Nancy, that's a good point about being a good storyteller versus being a great writer. I do think it takes a hell of a lot of creativity and talent to devise plots like he does.

Scrap Irony said...

I have an inordinately great disdain for mass market paperbacks.

I blame the years of bookstore employment for it.

hoolia goolia said...

I've spent most of my life walking the fine line between literary snob and unabashed lover of ALL fiction, so I sympathize ;)

AND, Stephen King has been a guilty-ish pleasure of mine too. I think what sets him apart from some of the other action-y, pop fiction writers is his dark sense of humor and the insane amount of creativity and depth he puts into his characterizations. Everyone, even the weirdos and freaks, are believable in his books. Which is sometimes the scary part in and of itself.

I'm a big fan of the first several books in the Dark Tower series if you're looking for more to read.

SavageKnight said...

Well, it'll be interesting to read what you think of the books as you go through them.

Personally... a lot of what I've read from him has been disappointing. It bothers me that he sometimes takes 3 pages to simply explain "he crossed the street". Too many words.

Anonymous said...

Stephen King wordy? That's something I would never say about him and his work. I am generally not a avid reader and I sometimes need to force myself not to pick up an S.K. book for the simple reason that each book starts with a bang and rarely ever slows down and the next thing you know you read 500 pages in one sitting.
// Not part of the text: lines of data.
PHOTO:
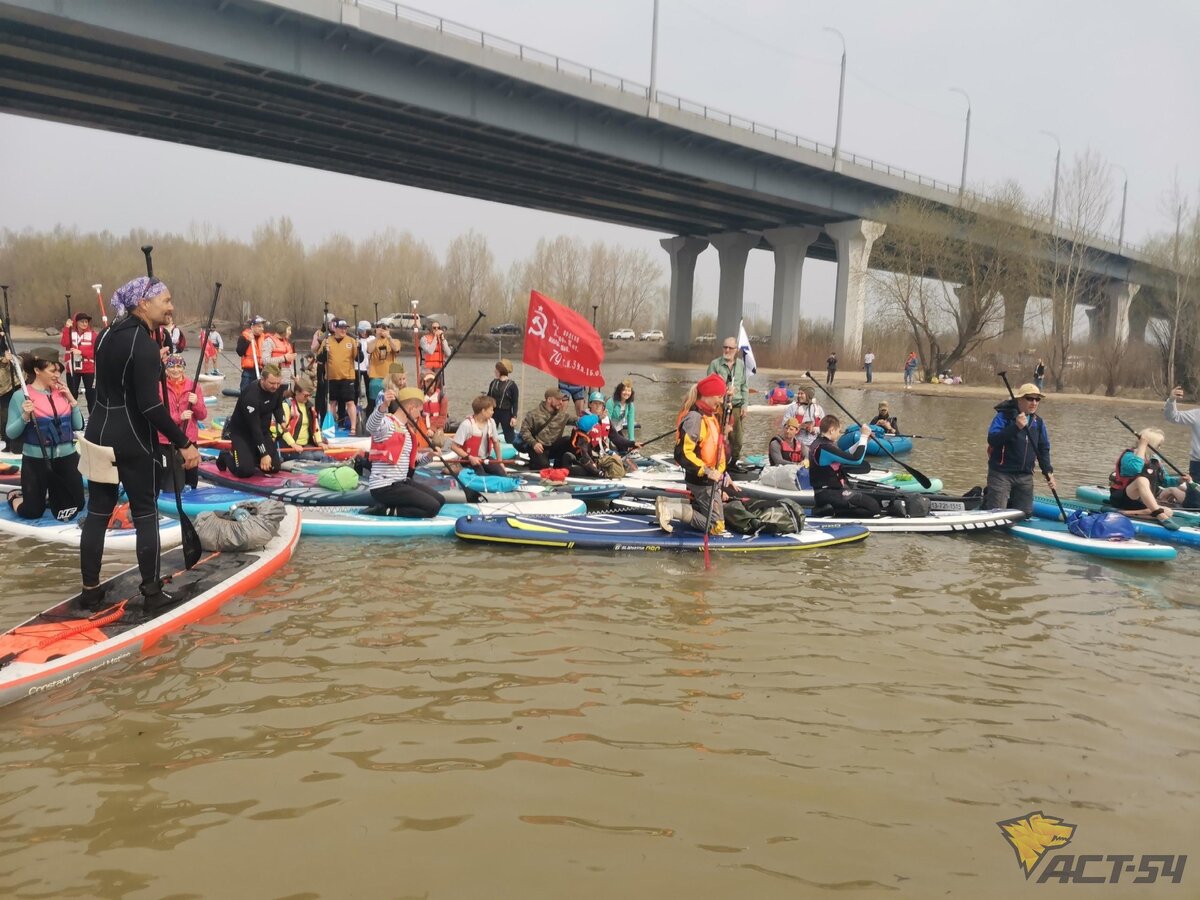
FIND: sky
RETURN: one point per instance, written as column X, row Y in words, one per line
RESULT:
column 1119, row 78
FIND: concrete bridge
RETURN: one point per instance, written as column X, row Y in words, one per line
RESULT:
column 382, row 91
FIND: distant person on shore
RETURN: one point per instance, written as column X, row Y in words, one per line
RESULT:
column 1017, row 442
column 1192, row 419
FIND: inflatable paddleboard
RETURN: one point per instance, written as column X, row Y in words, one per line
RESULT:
column 65, row 642
column 634, row 532
column 51, row 529
column 341, row 523
column 1055, row 534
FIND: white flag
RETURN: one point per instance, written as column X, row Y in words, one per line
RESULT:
column 747, row 352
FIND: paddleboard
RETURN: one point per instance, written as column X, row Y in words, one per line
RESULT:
column 634, row 532
column 1055, row 534
column 341, row 523
column 65, row 642
column 51, row 529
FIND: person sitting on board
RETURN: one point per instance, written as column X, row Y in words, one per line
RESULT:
column 1017, row 442
column 544, row 430
column 787, row 449
column 885, row 420
column 1138, row 483
column 619, row 409
column 249, row 427
column 477, row 442
column 299, row 429
column 48, row 417
column 505, row 394
column 779, row 395
column 829, row 467
column 701, row 451
column 808, row 413
column 185, row 403
column 396, row 449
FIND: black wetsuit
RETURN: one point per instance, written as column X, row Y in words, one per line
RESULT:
column 250, row 431
column 129, row 415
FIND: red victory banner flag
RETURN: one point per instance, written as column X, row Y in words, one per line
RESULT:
column 562, row 343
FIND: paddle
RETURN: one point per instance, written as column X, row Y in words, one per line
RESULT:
column 192, row 549
column 922, row 479
column 1043, row 468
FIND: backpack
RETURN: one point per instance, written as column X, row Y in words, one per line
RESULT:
column 1101, row 526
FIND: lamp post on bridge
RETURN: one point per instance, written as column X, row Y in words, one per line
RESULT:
column 966, row 145
column 1054, row 201
column 1125, row 197
column 841, row 97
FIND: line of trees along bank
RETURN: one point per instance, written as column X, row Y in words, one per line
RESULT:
column 279, row 277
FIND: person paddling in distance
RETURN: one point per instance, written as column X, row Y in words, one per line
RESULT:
column 1191, row 418
column 121, row 436
column 1139, row 484
column 185, row 403
column 299, row 429
column 1017, row 442
column 700, row 450
column 808, row 413
column 395, row 454
column 79, row 342
column 786, row 448
column 253, row 450
column 829, row 467
column 507, row 395
column 477, row 442
column 885, row 420
column 47, row 415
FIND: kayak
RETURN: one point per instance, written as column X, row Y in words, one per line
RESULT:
column 64, row 642
column 1187, row 535
column 357, row 523
column 880, row 444
column 51, row 529
column 1098, row 496
column 1055, row 534
column 637, row 532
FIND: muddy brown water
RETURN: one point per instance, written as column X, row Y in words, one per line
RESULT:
column 432, row 719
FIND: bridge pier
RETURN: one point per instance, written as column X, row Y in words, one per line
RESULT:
column 853, row 240
column 733, row 249
column 683, row 252
column 791, row 245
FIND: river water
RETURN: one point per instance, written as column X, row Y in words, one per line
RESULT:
column 432, row 719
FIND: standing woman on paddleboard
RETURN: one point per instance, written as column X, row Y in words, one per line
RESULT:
column 121, row 438
column 47, row 415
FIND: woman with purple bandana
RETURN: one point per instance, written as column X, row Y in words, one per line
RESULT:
column 129, row 417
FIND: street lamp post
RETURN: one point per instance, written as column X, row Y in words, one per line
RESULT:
column 1054, row 199
column 966, row 145
column 841, row 97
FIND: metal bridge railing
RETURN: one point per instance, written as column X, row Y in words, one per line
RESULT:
column 625, row 85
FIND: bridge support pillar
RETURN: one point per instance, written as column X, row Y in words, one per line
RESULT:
column 853, row 240
column 733, row 249
column 683, row 252
column 1014, row 315
column 790, row 245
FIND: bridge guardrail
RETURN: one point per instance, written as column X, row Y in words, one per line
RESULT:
column 625, row 85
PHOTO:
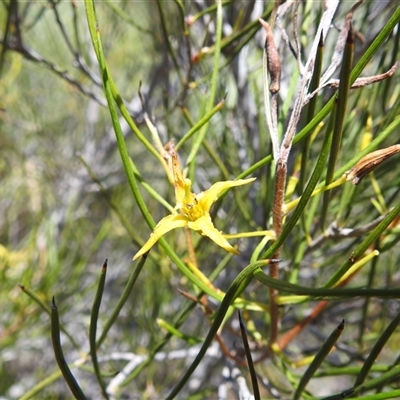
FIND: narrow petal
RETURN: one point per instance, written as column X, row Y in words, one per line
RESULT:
column 205, row 226
column 167, row 224
column 208, row 197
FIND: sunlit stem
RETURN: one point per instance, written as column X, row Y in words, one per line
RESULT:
column 292, row 204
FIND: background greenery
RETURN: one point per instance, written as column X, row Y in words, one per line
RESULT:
column 66, row 205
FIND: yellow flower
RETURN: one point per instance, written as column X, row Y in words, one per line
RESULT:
column 192, row 210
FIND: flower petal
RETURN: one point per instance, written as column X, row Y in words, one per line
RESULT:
column 167, row 224
column 205, row 226
column 208, row 197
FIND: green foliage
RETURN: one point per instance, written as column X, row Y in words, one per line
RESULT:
column 86, row 173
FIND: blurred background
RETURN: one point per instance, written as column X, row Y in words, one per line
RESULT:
column 57, row 227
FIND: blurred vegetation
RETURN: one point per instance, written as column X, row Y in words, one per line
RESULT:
column 68, row 202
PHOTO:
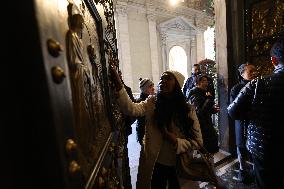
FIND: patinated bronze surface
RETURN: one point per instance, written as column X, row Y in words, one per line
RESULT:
column 264, row 24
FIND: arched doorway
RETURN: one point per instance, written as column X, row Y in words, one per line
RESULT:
column 178, row 60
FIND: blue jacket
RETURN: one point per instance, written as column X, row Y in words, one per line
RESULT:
column 261, row 101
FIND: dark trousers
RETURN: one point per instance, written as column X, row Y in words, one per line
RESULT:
column 269, row 173
column 243, row 155
column 164, row 175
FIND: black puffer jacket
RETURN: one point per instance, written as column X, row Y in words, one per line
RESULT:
column 262, row 102
column 240, row 125
column 204, row 107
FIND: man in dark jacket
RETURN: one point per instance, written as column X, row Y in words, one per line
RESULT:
column 191, row 82
column 247, row 72
column 260, row 101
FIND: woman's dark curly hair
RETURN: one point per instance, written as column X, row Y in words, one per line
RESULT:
column 277, row 50
column 174, row 108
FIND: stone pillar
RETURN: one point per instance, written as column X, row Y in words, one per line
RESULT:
column 164, row 51
column 124, row 44
column 188, row 55
column 200, row 46
column 193, row 54
column 222, row 70
column 153, row 47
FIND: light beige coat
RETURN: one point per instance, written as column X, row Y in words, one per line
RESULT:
column 153, row 138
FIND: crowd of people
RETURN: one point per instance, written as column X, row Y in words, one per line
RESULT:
column 178, row 116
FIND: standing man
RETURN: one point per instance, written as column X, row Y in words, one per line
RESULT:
column 260, row 101
column 191, row 82
column 247, row 72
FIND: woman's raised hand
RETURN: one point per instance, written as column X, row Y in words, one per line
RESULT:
column 115, row 78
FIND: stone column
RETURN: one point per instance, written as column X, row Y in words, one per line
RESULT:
column 164, row 51
column 153, row 47
column 188, row 55
column 193, row 52
column 200, row 46
column 124, row 44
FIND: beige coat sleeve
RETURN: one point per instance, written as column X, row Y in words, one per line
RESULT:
column 133, row 109
column 196, row 127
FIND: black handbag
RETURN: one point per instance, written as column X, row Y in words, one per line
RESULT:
column 196, row 167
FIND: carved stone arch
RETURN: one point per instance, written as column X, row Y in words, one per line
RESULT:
column 179, row 31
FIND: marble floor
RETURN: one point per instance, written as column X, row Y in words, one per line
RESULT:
column 225, row 166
He is an excellent storyteller as others have said and his writing is simple and to the point. Maybe someone has him and James Joyce mixed up. ;)

Bethy said...

Oh my word. If you cannot make it through the entire dark tower series in text try it on CD, its truly amazing and epic and has some terrific links to his other works.
Hearts in Atlantis is a must read ASAP too.

Letishue said...

I've been fighting that same impulse! His back page essays are so good I'm beginning to think I misjudged him. Plus he's an avid Lost fan (and vice versa) which gives me extra incentive. I think I might try The Stand when I get time.

Anonymous said...

I've always considered myself a literary snob, too, but I freely admit that King has been a guilty(ish) pleasure for years. 'Salem's Lot, The Shining, Cujo, Pet Sematary - I'd strongly recommend that you start with his earlier work. I liked Cell, and his latest, Duma Key, but I don't think either shows his skills at storytelling and characterization like his earliest books, especially the first two I’ve listed. I’m impressed all over again when I pick up ‘Salem’s Lot – he weaves together all kinds of detail about the individuals and the town, and scares the crap out of you while doing it. The Stand is great, too, but man, is it a monster – especially the uncut version. I envy you discovering these books – like Nancy said in her comment above, he may not be a great writer (although sometimes I think he does approach it), but he is a great storyteller. Have fun!

SFG said...

King is that rare genre writer who can do characterization well. I think that may be part of his appeal.

Tricia said...

I respectfully disagree with some of the other opinions. I think Cell is the worst book King has ever written. The story isn't believable, and not in the sense of, gee, that just isn't possible. Suspension of disbelief is intergral to any supernatural/horror type stories. I don't want to give away anything in the book, so I can't go further. I just was not impressed with it at all.

That said, I've read every single one of his books and liked them all. I've read The Stand at least 5 times, if not more.

I've always thought people would think I'm crazy if I said it, but King reminds me of Dickens. Dickens tends to give lengthy descriptions for even minor characters. King always gives you some sort of background for even the guy who is about to die in 2 pages. I like that about him. It gives me a little bit of an investment in even the minor characters.

Just my two cents.

Anonymous said...

Start from the begining.

I stopped reading King a few years back because I felt he had lost his edge and, admittedly, have not read Cell so perhaps it's back. His early works were/are amazing! Pet Semetary is the first book to give me nightmares.